After reading the Oct. 4 front-page story “The ‘Lake Wobegon effect’ lifts CEOs’ pay,” I’m led to believe that the “talent” of chief executives is more about rubbing elbows with the “right crowd” than about creating ideas for spurring corporate growth and keeping employees working.
In contrast, Lake Wobegon illustrates the grass-roots belief that together we can make something larger than us — not just “what’s in it for me.” There, top dogs are sure to be reminded of their place in the community and that they didn’t get where they are all alone. At bottom, it’s about working together and making the community stronger.

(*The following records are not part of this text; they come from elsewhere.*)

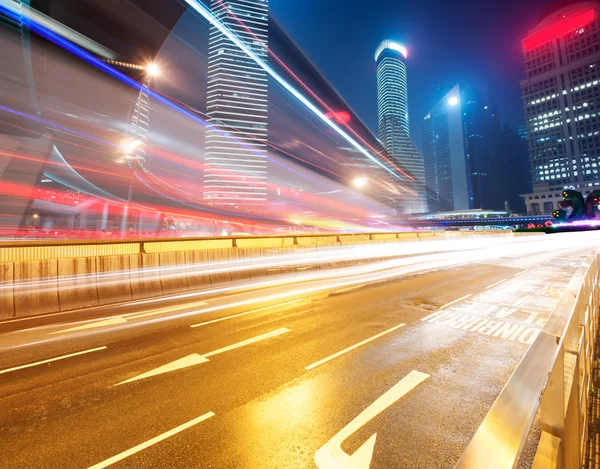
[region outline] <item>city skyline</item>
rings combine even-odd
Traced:
[[[545,15],[568,4],[561,0],[536,0],[519,4],[514,15],[512,2],[492,0],[481,3],[434,1],[398,3],[383,0],[371,8],[358,0],[348,2],[306,0],[293,4],[286,0],[271,0],[275,18],[293,34],[298,44],[323,70],[327,78],[346,97],[358,115],[377,131],[377,109],[372,107],[377,88],[371,76],[375,68],[369,63],[372,50],[384,39],[403,43],[408,49],[411,66],[408,80],[411,85],[411,135],[422,148],[421,121],[427,112],[456,83],[469,83],[478,94],[503,99],[492,103],[501,121],[517,128],[524,123],[519,81],[524,78],[521,60],[521,39]],[[344,21],[334,12],[349,10]],[[435,11],[435,15],[431,15]],[[464,16],[450,21],[456,11]],[[485,12],[485,13],[484,13]],[[302,20],[315,24],[314,34],[297,25]],[[333,18],[333,19],[332,19]],[[485,20],[482,20],[485,18]],[[464,28],[467,22],[469,28]],[[327,35],[343,37],[350,28],[352,47],[336,48],[325,40]],[[346,67],[354,70],[350,75]]]

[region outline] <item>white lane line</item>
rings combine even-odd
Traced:
[[[466,300],[467,298],[470,298],[470,297],[472,297],[472,296],[473,296],[473,293],[469,293],[468,295],[461,296],[461,297],[460,297],[459,299],[457,299],[457,300],[451,301],[450,303],[446,303],[445,305],[443,305],[443,306],[440,306],[440,307],[438,308],[438,311],[439,311],[440,309],[446,309],[448,306],[452,306],[454,303],[458,303],[459,301]]]
[[[49,358],[47,360],[42,360],[40,362],[28,363],[27,365],[15,366],[14,368],[8,368],[6,370],[0,370],[0,375],[4,373],[10,373],[11,371],[22,370],[24,368],[31,368],[32,366],[43,365],[44,363],[51,363],[58,360],[64,360],[65,358],[77,357],[78,355],[84,355],[86,353],[98,352],[100,350],[106,350],[106,346],[96,347],[89,350],[83,350],[82,352],[70,353],[68,355],[62,355],[60,357]]]
[[[194,306],[206,306],[207,304],[208,303],[206,303],[205,301],[200,301],[198,303],[194,303]],[[127,316],[127,320],[147,318],[149,316],[156,316],[158,314],[165,314],[165,316],[167,315],[164,310],[159,309],[158,311],[150,311],[148,313],[140,313],[140,314],[133,314],[131,316]]]
[[[359,288],[362,288],[365,285],[366,285],[366,283],[363,283],[362,285],[356,285],[355,287],[342,288],[341,290],[336,290],[335,293],[344,293],[344,292],[349,292],[352,290],[358,290]]]
[[[496,283],[492,283],[491,285],[488,285],[487,287],[484,288],[484,290],[489,290],[490,288],[493,288],[497,285],[500,285],[501,283],[506,282],[508,279],[507,278],[503,278],[502,280],[497,281]]]
[[[529,269],[524,270],[523,272],[519,272],[518,274],[513,275],[513,277],[518,277],[519,275],[523,275],[525,273],[529,272]]]
[[[218,350],[214,350],[212,352],[208,352],[204,354],[204,357],[212,357],[214,355],[218,355],[223,352],[229,352],[230,350],[235,350],[236,348],[245,347],[246,345],[254,344],[256,342],[260,342],[261,340],[267,340],[271,337],[277,337],[278,335],[287,334],[288,332],[292,332],[290,329],[282,327],[281,329],[277,329],[276,331],[267,332],[266,334],[262,334],[256,337],[252,337],[251,339],[243,340],[238,342],[237,344],[228,345],[227,347],[220,348]]]
[[[75,332],[75,331],[86,331],[88,329],[96,329],[98,327],[108,327],[108,326],[116,326],[117,324],[125,324],[127,323],[126,319],[121,317],[112,318],[112,319],[104,319],[104,320],[96,320],[94,322],[90,322],[88,324],[84,324],[83,326],[75,326],[69,329],[62,329],[60,331],[51,332],[50,335],[53,334],[62,334],[64,332]]]
[[[312,370],[313,368],[316,368],[317,366],[320,366],[323,363],[327,363],[328,361],[333,360],[334,358],[344,355],[345,353],[348,353],[354,349],[357,349],[358,347],[362,347],[363,345],[368,344],[369,342],[372,342],[375,339],[379,339],[380,337],[383,337],[384,335],[389,334],[390,332],[394,332],[395,330],[400,329],[401,327],[404,327],[404,326],[406,326],[406,324],[398,324],[397,326],[394,326],[391,329],[388,329],[387,331],[380,332],[379,334],[374,335],[373,337],[370,337],[368,339],[365,339],[362,342],[359,342],[358,344],[354,344],[351,347],[341,350],[340,352],[334,353],[333,355],[329,355],[328,357],[323,358],[322,360],[319,360],[318,362],[315,362],[312,365],[308,365],[304,369]]]
[[[246,311],[245,313],[233,314],[231,316],[226,316],[224,318],[213,319],[212,321],[205,321],[205,322],[201,322],[199,324],[192,324],[190,327],[206,326],[208,324],[214,324],[216,322],[227,321],[228,319],[239,318],[240,316],[246,316],[248,314],[259,313],[261,311],[265,311],[265,310],[271,309],[271,308],[279,308],[280,306],[287,306],[287,305],[291,305],[292,303],[299,303],[300,301],[304,301],[304,298],[300,298],[299,300],[286,301],[285,303],[279,303],[279,304],[273,305],[273,306],[265,306],[264,308],[253,309],[252,311]]]
[[[214,412],[208,412],[198,418],[195,418],[194,420],[190,420],[189,422],[184,423],[183,425],[179,425],[173,430],[169,430],[168,432],[165,432],[162,435],[155,436],[151,440],[148,440],[144,443],[140,443],[139,445],[134,446],[133,448],[128,449],[127,451],[123,451],[122,453],[119,453],[116,456],[107,459],[106,461],[102,461],[98,464],[90,466],[88,469],[103,469],[105,467],[112,466],[116,462],[122,461],[123,459],[128,458],[129,456],[135,453],[139,453],[140,451],[149,448],[150,446],[155,445],[156,443],[160,443],[161,441],[166,440],[167,438],[176,435],[177,433],[180,433],[184,430],[187,430],[188,428],[193,427],[194,425],[198,425],[200,422],[204,422],[205,420],[214,417],[214,415]]]
[[[228,345],[227,347],[223,347],[217,350],[213,350],[212,352],[205,353],[204,355],[200,355],[198,353],[193,353],[188,355],[187,357],[180,358],[179,360],[175,360],[171,363],[167,363],[166,365],[159,366],[153,370],[142,373],[141,375],[134,376],[133,378],[126,379],[125,381],[121,381],[120,383],[115,384],[114,386],[121,386],[122,384],[133,383],[134,381],[139,381],[141,379],[150,378],[152,376],[162,375],[164,373],[169,373],[171,371],[181,370],[183,368],[189,368],[191,366],[200,365],[201,363],[206,363],[210,361],[208,357],[213,357],[220,353],[229,352],[230,350],[235,350],[240,347],[245,347],[246,345],[254,344],[256,342],[260,342],[262,340],[267,340],[272,337],[277,337],[282,334],[286,334],[288,332],[292,332],[290,329],[286,329],[282,327],[281,329],[277,329],[275,331],[267,332],[266,334],[262,334],[256,337],[252,337],[251,339],[243,340],[242,342],[238,342],[233,345]]]

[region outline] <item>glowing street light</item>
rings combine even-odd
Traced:
[[[450,106],[456,106],[458,104],[458,98],[456,96],[452,96],[449,100],[448,100],[448,104]]]
[[[121,148],[126,155],[131,155],[137,148],[143,145],[141,140],[126,140],[121,144]]]
[[[354,184],[354,187],[357,187],[358,189],[362,189],[368,183],[369,183],[369,179],[367,178],[367,176],[358,177],[354,181],[352,181],[352,184]]]
[[[160,67],[154,62],[150,62],[148,65],[146,65],[146,73],[150,77],[156,77],[160,75]]]

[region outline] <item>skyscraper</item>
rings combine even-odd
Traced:
[[[423,157],[410,139],[407,56],[405,46],[389,40],[383,41],[375,51],[379,138],[393,163],[412,178],[401,183],[397,181],[402,196],[395,208],[406,214],[427,211]]]
[[[597,2],[544,18],[523,40],[521,82],[533,192],[527,211],[557,209],[562,190],[584,194],[600,177],[600,23]]]
[[[423,120],[425,182],[431,211],[468,210],[474,205],[462,108],[456,85]]]
[[[212,0],[212,13],[268,60],[268,0]],[[207,77],[204,199],[260,209],[267,200],[266,72],[214,26]]]

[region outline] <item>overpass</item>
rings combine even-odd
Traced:
[[[394,224],[400,226],[411,226],[420,228],[450,228],[450,227],[472,227],[472,226],[503,226],[503,227],[527,227],[530,224],[544,225],[547,221],[552,221],[550,215],[527,215],[510,217],[475,217],[475,218],[457,218],[457,219],[404,219],[397,220]]]

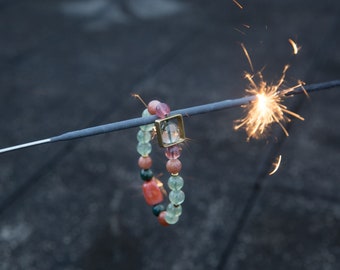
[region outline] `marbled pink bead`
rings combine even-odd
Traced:
[[[165,156],[168,159],[177,159],[181,156],[182,148],[178,145],[170,146],[165,149]]]
[[[156,115],[159,118],[165,118],[170,113],[170,107],[168,104],[165,103],[159,103],[156,106]]]

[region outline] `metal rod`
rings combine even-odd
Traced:
[[[340,86],[340,80],[310,84],[310,85],[305,85],[303,88],[298,87],[294,89],[293,91],[289,92],[287,95],[301,94],[304,92],[304,90],[307,92],[326,90],[326,89],[330,89],[330,88],[337,87],[337,86]],[[253,101],[255,98],[256,96],[246,96],[246,97],[242,97],[238,99],[227,99],[223,101],[218,101],[218,102],[208,103],[204,105],[175,110],[175,111],[172,111],[170,115],[182,114],[184,117],[188,117],[188,116],[197,115],[197,114],[204,114],[204,113],[209,113],[212,111],[239,107],[241,105],[244,105],[244,104],[247,104]],[[68,140],[73,140],[73,139],[78,139],[78,138],[99,135],[103,133],[109,133],[109,132],[113,132],[117,130],[138,127],[138,126],[142,126],[146,124],[151,124],[155,122],[156,119],[157,119],[156,116],[139,117],[139,118],[132,118],[132,119],[124,120],[124,121],[114,122],[110,124],[70,131],[70,132],[66,132],[61,135],[50,137],[47,139],[3,148],[3,149],[0,149],[0,154],[39,145],[39,144],[53,143],[53,142],[59,142],[59,141],[68,141]]]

These chief executives wouldn’t stand a chance at Lake Wobegon.
Sher Blair, Alexandria
This story was infuriating in light of the plight facing so many Americans today. Most workers are paid based on performance. If they are not performing well, they get fired. They don’t get raises. And even if they are performing at the highest levels, they certainly don’t get 37 percent raises.
This ever-increasing upward compensation spiral is reminiscent of the upward spiral of bad mortgages, and we all know how that turned out.
Marsha S. Liebl, North Potomac
Here is a fair way to deal with wildly excessive executive compensation: Prohibit business tax deductions for salaries in excess of 25 times the salary of the lowest-paid employee in the same organization, as then-Rep. Martin Olav Sabo (D-Minn.) proposed in his 1991 Income Disparities Act. Such limits would give a chief executive an incentive to increase the pay of his lowest-paid employees in order to increase his own salary.